Le cléricalisme peut dire merci à Jean-Paul II et Benoît XVI !

Dans le chapitre consacré aux décrets Presbyterorum Ordinis et Optatam totius [les deux documents concilaires respectivement sur le ministère et la vie des prêtres et sur la formation des prêtres], du volume L’Eglise catholique a-t-elle donné sa chance au Concile Vatican II [2016], Gilles Routhier conclut ainsi son exposé de ce qui s’est passé :
« La réflexion [menée sous les papes Jean-Paul II et Benoît XVI] insiste de plus en plus sur l’identité du prêtre et sa spiritualité.

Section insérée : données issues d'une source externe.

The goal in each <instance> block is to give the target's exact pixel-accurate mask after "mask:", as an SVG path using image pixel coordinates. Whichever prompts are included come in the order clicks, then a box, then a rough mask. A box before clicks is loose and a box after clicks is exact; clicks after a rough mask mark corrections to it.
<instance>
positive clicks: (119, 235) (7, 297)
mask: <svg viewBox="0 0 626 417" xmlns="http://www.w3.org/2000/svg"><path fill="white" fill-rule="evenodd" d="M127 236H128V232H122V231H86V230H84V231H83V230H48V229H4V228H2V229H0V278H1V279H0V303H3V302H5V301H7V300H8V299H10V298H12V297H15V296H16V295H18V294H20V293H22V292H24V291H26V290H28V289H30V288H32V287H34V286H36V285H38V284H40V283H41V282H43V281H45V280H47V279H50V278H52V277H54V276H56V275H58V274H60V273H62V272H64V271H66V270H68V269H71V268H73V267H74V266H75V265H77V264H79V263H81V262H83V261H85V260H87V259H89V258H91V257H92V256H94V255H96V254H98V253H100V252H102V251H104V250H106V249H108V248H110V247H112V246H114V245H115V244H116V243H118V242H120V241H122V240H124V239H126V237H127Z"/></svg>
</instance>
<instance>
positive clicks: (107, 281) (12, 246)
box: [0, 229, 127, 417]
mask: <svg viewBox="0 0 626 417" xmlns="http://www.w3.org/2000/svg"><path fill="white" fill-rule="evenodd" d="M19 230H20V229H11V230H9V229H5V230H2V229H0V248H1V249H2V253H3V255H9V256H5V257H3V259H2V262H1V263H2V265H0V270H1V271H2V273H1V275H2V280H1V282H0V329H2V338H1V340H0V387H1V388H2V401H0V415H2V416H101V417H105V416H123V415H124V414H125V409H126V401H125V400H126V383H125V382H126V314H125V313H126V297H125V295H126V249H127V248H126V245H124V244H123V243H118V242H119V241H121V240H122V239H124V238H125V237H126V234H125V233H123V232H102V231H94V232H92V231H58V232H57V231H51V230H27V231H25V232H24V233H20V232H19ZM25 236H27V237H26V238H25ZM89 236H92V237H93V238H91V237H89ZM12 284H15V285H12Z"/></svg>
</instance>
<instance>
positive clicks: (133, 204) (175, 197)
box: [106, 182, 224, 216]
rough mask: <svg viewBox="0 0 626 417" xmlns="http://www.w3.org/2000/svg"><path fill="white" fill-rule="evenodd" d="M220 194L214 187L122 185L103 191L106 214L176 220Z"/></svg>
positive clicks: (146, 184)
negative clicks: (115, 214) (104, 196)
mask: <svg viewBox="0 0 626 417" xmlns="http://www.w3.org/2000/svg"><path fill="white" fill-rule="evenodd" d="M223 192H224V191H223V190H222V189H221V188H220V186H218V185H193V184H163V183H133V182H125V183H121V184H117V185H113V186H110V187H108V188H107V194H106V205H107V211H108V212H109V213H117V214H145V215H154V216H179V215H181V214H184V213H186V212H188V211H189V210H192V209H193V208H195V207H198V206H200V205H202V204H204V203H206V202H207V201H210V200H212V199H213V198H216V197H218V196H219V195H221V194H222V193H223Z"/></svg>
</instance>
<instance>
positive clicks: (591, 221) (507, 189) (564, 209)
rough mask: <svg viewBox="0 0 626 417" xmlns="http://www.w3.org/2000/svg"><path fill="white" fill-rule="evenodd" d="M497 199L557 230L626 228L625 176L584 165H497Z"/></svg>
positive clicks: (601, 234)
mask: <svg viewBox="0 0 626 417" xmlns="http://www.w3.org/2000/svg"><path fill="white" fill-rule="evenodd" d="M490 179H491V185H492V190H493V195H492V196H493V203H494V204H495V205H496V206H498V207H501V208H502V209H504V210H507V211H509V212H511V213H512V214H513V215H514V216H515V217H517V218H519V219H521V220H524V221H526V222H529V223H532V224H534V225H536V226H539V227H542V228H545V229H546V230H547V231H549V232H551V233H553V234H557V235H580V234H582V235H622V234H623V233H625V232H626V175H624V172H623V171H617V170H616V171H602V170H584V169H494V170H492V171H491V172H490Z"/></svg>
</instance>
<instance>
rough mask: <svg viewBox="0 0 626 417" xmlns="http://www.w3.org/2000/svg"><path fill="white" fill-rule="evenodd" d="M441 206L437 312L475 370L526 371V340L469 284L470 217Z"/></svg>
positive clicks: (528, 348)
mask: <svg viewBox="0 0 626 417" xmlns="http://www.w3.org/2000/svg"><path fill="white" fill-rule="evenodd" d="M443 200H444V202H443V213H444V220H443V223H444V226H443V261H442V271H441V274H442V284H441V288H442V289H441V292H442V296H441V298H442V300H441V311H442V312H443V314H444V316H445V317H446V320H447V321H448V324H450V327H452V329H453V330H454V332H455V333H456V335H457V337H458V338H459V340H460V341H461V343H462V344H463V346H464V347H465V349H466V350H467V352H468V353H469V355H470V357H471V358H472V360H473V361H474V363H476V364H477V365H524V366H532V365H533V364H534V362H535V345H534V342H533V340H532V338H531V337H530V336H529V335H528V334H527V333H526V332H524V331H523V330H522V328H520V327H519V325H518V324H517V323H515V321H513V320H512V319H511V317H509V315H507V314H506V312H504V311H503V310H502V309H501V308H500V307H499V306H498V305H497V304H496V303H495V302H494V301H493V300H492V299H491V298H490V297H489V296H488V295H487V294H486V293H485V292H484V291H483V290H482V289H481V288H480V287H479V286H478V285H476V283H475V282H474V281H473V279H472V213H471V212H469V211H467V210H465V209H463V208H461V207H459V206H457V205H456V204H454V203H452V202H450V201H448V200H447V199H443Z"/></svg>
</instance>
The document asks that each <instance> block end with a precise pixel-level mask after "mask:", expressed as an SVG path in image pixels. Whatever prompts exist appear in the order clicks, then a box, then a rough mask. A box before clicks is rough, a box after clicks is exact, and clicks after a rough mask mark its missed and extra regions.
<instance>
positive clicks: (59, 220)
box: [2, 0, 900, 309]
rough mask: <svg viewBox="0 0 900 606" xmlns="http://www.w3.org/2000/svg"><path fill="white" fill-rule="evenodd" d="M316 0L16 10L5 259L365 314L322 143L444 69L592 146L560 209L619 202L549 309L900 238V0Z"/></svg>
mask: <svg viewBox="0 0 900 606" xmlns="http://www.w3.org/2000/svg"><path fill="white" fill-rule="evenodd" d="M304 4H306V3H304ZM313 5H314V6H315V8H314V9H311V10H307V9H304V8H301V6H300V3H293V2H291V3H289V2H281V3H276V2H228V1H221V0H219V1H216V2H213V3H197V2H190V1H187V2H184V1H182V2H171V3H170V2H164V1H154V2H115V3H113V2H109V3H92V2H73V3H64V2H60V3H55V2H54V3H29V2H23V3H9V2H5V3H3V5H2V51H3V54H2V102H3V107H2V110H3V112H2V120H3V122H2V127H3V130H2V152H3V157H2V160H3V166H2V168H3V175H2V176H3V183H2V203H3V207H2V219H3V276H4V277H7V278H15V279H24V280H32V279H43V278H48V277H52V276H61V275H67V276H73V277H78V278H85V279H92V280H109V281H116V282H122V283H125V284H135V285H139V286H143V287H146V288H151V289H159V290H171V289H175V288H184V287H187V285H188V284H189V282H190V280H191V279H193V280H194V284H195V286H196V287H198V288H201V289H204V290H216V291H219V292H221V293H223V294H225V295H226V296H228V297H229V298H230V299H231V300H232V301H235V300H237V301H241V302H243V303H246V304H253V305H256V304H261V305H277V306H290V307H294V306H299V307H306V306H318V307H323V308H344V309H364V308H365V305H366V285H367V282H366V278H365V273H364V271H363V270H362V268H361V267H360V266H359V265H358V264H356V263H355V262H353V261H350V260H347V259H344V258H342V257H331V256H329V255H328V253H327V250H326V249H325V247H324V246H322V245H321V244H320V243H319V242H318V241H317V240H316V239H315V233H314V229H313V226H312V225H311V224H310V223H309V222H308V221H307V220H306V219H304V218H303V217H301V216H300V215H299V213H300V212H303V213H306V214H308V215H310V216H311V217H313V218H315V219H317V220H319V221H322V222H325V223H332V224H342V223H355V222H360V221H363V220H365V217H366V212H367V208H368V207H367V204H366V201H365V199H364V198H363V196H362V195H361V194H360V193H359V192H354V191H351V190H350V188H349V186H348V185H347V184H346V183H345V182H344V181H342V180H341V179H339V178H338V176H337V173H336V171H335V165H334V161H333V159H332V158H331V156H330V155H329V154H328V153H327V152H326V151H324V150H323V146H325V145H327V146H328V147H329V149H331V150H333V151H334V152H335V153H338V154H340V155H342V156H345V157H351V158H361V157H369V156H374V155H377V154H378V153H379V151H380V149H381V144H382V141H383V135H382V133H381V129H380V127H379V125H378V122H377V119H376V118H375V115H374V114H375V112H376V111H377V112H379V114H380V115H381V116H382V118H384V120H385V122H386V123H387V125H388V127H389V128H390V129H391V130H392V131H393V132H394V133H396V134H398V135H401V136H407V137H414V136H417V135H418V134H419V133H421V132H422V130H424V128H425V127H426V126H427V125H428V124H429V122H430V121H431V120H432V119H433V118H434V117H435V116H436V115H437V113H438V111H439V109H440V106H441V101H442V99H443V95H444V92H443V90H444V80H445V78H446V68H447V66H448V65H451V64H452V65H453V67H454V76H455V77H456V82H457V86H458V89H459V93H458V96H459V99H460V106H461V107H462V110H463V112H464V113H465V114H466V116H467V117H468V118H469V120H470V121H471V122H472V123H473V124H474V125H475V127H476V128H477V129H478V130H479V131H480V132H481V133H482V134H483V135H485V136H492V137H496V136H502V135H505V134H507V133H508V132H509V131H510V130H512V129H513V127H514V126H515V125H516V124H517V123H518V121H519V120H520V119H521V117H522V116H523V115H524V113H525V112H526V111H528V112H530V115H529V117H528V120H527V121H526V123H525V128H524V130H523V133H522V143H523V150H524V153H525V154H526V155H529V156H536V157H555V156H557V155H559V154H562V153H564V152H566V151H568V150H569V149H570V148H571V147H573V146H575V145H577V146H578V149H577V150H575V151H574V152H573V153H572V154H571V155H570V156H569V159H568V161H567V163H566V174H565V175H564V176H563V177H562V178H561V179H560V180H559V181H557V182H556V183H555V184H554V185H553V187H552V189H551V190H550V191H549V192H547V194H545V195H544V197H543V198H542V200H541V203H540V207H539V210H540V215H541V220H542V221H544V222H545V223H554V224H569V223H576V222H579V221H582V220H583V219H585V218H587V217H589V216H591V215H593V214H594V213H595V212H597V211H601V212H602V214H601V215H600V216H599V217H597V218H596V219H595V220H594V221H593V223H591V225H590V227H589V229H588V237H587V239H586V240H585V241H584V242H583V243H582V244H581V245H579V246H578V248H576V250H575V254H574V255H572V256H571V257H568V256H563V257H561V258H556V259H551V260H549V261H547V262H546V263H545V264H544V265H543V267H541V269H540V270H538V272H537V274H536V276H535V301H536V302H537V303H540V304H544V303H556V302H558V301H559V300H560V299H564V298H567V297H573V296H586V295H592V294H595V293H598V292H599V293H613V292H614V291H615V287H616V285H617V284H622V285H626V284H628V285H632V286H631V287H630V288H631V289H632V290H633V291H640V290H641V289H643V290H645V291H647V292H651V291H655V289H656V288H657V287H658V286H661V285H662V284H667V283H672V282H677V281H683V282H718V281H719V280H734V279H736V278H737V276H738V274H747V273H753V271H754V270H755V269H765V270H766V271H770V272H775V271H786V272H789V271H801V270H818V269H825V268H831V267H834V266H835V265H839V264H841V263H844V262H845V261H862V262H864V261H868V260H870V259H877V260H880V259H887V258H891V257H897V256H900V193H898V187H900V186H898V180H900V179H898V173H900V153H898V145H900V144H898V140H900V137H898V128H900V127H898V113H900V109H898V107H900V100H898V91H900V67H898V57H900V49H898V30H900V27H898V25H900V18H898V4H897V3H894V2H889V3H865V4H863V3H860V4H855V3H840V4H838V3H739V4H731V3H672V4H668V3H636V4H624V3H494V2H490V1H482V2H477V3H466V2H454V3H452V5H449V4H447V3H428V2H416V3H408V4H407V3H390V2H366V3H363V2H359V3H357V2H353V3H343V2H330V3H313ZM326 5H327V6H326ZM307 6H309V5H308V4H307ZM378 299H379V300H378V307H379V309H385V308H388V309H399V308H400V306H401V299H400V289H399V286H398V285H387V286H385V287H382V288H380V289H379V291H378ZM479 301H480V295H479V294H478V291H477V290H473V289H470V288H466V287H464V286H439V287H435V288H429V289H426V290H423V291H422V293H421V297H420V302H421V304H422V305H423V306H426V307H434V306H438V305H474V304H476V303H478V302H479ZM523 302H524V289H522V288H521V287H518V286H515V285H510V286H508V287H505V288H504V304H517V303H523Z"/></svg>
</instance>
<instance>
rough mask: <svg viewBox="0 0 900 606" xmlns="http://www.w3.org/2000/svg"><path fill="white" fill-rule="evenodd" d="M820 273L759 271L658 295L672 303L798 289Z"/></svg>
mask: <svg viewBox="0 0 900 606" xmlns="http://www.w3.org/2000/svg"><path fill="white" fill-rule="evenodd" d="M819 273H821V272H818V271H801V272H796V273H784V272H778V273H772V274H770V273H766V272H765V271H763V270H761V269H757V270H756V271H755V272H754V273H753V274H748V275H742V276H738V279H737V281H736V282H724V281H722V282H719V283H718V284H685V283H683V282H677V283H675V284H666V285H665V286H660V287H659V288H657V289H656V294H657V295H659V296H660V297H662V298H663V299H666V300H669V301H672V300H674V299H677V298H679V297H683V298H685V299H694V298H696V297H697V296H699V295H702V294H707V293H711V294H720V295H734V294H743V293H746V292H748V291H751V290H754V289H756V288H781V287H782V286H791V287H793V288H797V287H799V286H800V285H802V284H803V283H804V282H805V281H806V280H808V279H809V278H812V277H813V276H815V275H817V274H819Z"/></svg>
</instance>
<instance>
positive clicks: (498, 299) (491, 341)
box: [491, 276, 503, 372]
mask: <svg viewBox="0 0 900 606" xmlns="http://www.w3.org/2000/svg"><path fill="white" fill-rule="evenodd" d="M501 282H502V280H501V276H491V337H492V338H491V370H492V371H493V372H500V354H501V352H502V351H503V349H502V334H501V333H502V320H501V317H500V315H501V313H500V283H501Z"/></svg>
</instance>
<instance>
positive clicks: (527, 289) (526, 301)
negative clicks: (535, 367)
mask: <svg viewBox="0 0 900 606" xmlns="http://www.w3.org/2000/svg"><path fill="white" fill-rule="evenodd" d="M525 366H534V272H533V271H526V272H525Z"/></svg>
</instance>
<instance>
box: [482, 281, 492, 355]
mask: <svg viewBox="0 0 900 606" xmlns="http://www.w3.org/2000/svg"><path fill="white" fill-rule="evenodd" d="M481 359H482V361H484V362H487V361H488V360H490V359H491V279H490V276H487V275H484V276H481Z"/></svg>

De plus le presbytérat en vient à être conçu comme un état de vie plutôt que comme un ministère. Par glissements successifs, on en revient à considérer le presbytérat, qu’on désigne de plus en plus à partir de la catégorie sacerdotale, comme un état de perfection. En près de cinquante ans, on a pratiquement inversé la perspective mise en avant par Vatican II »

Je reprends ces lignes à G. Lafont.
Si l'Eglise a tant de mal à changer, c'est parce que c'est sa respiration officielle depuis 40 ans qu'il lui faut modifier.